ACTERIA Doctoral Thesis Prize in Immunology
Dr. Olli Dufva
2024 ACTERIA Doctoral Thesis Prize in Immunology for his work on “Functional Immunogenomics in Hematological Malignancies”
Olli Dufva, 31, graduated in 2020 as a MD and in 2022 as a PhD, after the MD/PhD program at the Faculty of Medicine in the University of Helsinki, Finland. In his PhD, Olli studied immune interactions and precision medicine in blood cancers with Pr Satu Mustjoki, seeking to understand immune responses to blood cancers using systems biology and functional genomics, to develop more effective cancer immunotherapies. He authored 26 original research articles, including 1st-author publications in Immunity, Cancer Cell, Blood and Nature Communications.
Cancer immunotherapy is a promising treatment option in haematological malignancies, but its therapeutic benefit is limited by various resistance mechanisms. Olli's PhD work was motivated by the notion that more effective immunotherapies could be applied with higher precision if we better understood how immune properties depend on the cancer type and genetic makeup of the cancer cells, which mechanisms determine whether a cancer cell is eliminated by immune cells, and how to pharmacologically exploit such mechanisms.
To discover connections between the immune properties and molecular subtypes of blood cancers, Olli co-led a study integrating transcriptomic and multi-omic data from over 10,000 patient samples across haematological malignancies. This work revealed immunological hallmarks specific to certain blood cancers, such as elevated immune infiltration in a myelodysplastic syndrome-like subtype of acute myeloid leukaemia.

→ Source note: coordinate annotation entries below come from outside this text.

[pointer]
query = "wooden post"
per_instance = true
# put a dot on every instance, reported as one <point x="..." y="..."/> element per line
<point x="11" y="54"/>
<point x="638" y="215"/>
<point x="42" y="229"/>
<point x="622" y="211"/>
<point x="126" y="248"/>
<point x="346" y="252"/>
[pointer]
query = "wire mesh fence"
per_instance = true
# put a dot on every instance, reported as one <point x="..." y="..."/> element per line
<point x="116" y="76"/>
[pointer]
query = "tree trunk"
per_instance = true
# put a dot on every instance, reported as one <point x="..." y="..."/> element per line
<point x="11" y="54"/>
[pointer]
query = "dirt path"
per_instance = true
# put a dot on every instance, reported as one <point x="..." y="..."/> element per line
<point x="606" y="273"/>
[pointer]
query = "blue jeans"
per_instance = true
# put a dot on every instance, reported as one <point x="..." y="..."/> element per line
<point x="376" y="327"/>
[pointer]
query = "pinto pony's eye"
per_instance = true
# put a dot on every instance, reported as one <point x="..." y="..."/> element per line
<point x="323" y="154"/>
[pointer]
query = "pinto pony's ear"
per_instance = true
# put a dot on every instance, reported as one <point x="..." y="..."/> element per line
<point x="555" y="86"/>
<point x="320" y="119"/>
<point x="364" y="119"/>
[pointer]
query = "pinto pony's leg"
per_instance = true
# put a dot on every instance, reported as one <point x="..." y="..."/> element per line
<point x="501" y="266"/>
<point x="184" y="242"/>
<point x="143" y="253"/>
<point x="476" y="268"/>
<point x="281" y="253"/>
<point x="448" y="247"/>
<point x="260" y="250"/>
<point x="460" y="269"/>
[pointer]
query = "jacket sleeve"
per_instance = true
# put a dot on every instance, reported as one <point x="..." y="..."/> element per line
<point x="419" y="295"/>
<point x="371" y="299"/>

In another study, Olli adapted a high-throughput drug screening platform to identify the effects of oncology drugs on immunity against cancer cells. This led to the discovery of SMAC mimetics, a class of apoptotic modulator drugs, as potent sensitizers of leukaemia cells to killing by chimeric antigen receptor T cells and uncovered impaired death receptor-mediated apoptosis as a mechanism of immune resistance.
Finally, Olli co-led a collaborative study into resistance mechanisms to natural killer (NK) cell therapies in haematological malignancies using functional genomics approaches, including single-cell transcriptomics of interacting NK cells and cancer cells and genome-scale CRISPR screens of NK cell resistance. The efforts led to the discovery of previously undescribed NK cell activation states, high sensitivity of myeloid leukemias to NK cells and new inhibitory checkpoints such as the adhesion molecules PSGL-1 and CD43 on cancer cells.
These findings suggest that considering molecular subtypes of cancer can aid in the search for optimal immunotherapies. They provide leads on genetic mechanisms and drugs that could facilitate new cancer immunotherapies in haematology and beyond.
Since 2023, Olli is working as a postdoctoral fellow in Drs Sarah Teichmann and Mathew Garnett’s laboratories at the Wellcome Sanger Institute and the University of Cambridge in the United Kingdom. Olli's postdoctoral research, supported by EMBO and MSCA fellowships, focuses on deciphering genomic determinants of anti-cancer immunity and developing improved cellular immunotherapies using single-cell genomics, organoid models and genetic engineering.